Education and good communication are key. When converging financial products and services into non-financial platforms or products, organisations should be mindful of the possibility of conflicts of interest and make sure that they are open and honest with customers about the terms and conditions.
Legal and compliance teams need to be in and amongst the business, not shut off in an ivory tower. They need to understand the products they are building. They also need to understand how they will ingest data, as well as train the business iteratively and frequently.
Embedded finance providers should also keep a close eye on the potential dangers of data exploitation or abuse, especially when working with non-financial partners who may lack the same degree of knowledge or experience in financial services.
A regulatory focus
Providers must become savvy about regulations, even if they aren’t ‘regulated’. Most organisations will be subject to GDPR requirements, so they need to be just as conscious of risks to their customers. The Consumer Duty, whilst only applicable to FCA-authorised firms, needs to be considered by everyone in business in the UK. The prioritisation of customer outcomes including around price and value represents a cultural shift that we all need to recognise and embrace.
Understanding the specific requirements that they must comply with is essential from both a business and IT security standpoint. They should embrace their technology’s vision whilst being mindful to incorporate feedback from regulatory bodies.
Fraud and threats from nefarious third-party actors have become increasingly sophisticated and hard to predict. With the rise of AI and the desire to reduce friction in the customer journey, cybercriminals and digitally savvy fraudsters are targeting any point of security weakness. Providers must spend as much time building a secure-by-design infrastructure to ensure highly beneficial tools such as AI cannot become a risk to customer safety and data protection.
Regardless of their position, every employee needs cybersecurity awareness training, including regular updates on the most recent threats and attack methods – which are becoming increasingly sophisticated. This shouldn’t just be a case of annual ‘tick box’ e-learning courses but creative and practical engagement with employees such as company hackathons or group bug bounty bashing.

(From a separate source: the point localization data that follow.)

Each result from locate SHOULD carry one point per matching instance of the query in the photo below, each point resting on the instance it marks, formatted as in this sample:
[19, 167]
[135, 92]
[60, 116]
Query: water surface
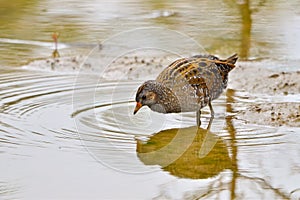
[70, 135]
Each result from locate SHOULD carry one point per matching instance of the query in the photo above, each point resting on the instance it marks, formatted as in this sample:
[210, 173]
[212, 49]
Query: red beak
[137, 107]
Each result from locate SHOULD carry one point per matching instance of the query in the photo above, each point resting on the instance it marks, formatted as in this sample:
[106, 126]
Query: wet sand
[257, 82]
[248, 77]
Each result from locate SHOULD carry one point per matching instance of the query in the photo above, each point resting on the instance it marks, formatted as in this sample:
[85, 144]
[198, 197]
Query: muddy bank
[259, 81]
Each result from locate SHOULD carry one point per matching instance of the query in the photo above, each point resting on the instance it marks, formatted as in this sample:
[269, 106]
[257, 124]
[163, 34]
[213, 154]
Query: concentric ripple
[44, 111]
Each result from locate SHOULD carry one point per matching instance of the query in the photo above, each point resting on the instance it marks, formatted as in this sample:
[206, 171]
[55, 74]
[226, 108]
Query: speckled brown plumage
[188, 84]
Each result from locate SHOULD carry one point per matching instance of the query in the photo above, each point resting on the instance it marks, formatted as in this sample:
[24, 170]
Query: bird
[186, 85]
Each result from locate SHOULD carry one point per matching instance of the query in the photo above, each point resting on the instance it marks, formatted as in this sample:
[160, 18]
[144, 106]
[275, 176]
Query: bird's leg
[199, 118]
[212, 114]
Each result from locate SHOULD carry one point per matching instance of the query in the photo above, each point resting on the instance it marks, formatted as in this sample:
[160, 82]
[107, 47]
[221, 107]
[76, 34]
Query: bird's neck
[167, 101]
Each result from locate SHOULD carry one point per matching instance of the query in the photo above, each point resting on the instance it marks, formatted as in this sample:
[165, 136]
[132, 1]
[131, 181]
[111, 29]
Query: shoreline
[248, 77]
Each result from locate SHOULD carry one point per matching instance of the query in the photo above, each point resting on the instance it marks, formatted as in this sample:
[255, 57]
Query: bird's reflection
[191, 152]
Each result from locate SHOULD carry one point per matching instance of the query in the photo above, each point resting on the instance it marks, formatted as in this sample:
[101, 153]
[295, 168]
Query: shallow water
[66, 135]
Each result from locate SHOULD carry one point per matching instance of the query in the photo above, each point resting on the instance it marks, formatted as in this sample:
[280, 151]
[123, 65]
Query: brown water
[69, 135]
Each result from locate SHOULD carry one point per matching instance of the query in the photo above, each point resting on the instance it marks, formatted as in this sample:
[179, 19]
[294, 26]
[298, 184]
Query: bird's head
[146, 95]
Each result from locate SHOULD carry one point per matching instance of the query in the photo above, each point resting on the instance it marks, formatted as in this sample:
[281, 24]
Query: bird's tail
[232, 59]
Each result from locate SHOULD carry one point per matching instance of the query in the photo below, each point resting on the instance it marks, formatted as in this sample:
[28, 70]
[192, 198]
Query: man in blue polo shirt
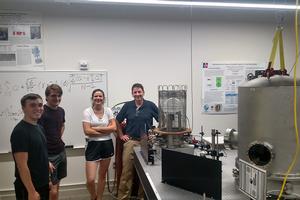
[139, 114]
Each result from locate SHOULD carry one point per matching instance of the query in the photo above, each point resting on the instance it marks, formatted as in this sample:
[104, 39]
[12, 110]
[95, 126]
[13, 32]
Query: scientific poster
[220, 83]
[20, 40]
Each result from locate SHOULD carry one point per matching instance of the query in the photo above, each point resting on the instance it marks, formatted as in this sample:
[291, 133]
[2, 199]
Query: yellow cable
[295, 109]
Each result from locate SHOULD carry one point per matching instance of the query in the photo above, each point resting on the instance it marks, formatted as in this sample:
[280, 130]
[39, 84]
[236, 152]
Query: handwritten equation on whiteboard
[12, 89]
[34, 84]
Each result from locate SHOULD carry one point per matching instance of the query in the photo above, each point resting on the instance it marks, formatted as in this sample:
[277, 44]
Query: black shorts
[99, 150]
[60, 163]
[22, 194]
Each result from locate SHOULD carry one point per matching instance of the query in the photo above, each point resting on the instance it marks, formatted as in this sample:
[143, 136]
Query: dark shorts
[99, 150]
[60, 163]
[21, 192]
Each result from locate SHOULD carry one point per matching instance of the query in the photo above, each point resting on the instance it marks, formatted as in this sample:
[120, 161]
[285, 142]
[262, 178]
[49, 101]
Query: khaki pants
[127, 171]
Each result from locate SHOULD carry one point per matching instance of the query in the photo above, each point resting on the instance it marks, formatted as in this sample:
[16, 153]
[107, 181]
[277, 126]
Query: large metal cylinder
[172, 106]
[266, 128]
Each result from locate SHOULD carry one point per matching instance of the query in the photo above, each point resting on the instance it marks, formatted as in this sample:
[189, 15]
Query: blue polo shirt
[138, 121]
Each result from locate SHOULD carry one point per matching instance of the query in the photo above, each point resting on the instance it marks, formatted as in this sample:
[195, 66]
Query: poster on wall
[21, 44]
[220, 83]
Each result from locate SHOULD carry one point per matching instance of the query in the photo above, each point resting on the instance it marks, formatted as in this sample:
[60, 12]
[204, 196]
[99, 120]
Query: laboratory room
[149, 100]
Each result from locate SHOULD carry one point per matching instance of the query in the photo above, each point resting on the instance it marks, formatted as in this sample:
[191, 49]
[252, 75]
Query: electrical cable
[291, 166]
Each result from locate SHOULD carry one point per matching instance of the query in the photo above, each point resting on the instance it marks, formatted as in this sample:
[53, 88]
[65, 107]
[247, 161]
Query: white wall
[153, 51]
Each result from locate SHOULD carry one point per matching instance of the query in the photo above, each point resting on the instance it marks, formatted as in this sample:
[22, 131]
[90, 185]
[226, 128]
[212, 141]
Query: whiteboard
[77, 89]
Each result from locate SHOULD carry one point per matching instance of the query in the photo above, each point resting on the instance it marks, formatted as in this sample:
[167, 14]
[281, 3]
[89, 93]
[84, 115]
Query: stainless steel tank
[266, 130]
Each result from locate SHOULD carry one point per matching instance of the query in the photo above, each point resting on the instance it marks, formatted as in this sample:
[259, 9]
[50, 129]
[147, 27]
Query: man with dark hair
[28, 145]
[139, 115]
[53, 120]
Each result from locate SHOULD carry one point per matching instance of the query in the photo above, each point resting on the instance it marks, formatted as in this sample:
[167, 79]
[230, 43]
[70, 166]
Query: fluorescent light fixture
[199, 4]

Leaning on the latest technology
Automation and augmentation are also crucial when it comes to managing data privacy risks. Thanks to the latest AI and machine learning technologies, companies can receive actionable insights and notifications through a single interface. AI can be a real force for good here. Some tools can instantly detect compromised sensitive data. It can also detect when it has left the company environment too.
These technologies allow providers to better control and coordinate security throughout the entire digital corporate environment. Additionally, it helps to lower the volume and frequency of human error. In today’s financial services ecosystem, providers will simply be unable to effectively comply with the relevant rules and regulations if they ignore the power of AI and fail to use it for good. In turn, this will help someone else use AI for bad at the expense of their business’s data security.
According to Juniper Research’s recent AI in Financial Fraud Detection report, global business spending on AI-enabled financial fraud detection and prevention platforms will exceed $10billion globally in 2027, rising from $2.7billion in 2022.
This exponential growth will be fuelled by a new trend in AI-enabled fraud protection and data management: a focus on accessing fraud information from beyond a business’ transactions. To facilitate this, fintechs are already forging new partnerships with third parties, such as credit bureaus and payment networks, to boost data coverage and enhance algorithm learning.
An inability to harness AI in your controls and infrastructure will not only have a negative commercial impact but allow those using AI for harm to infiltrate, putting your customers and the business at risk.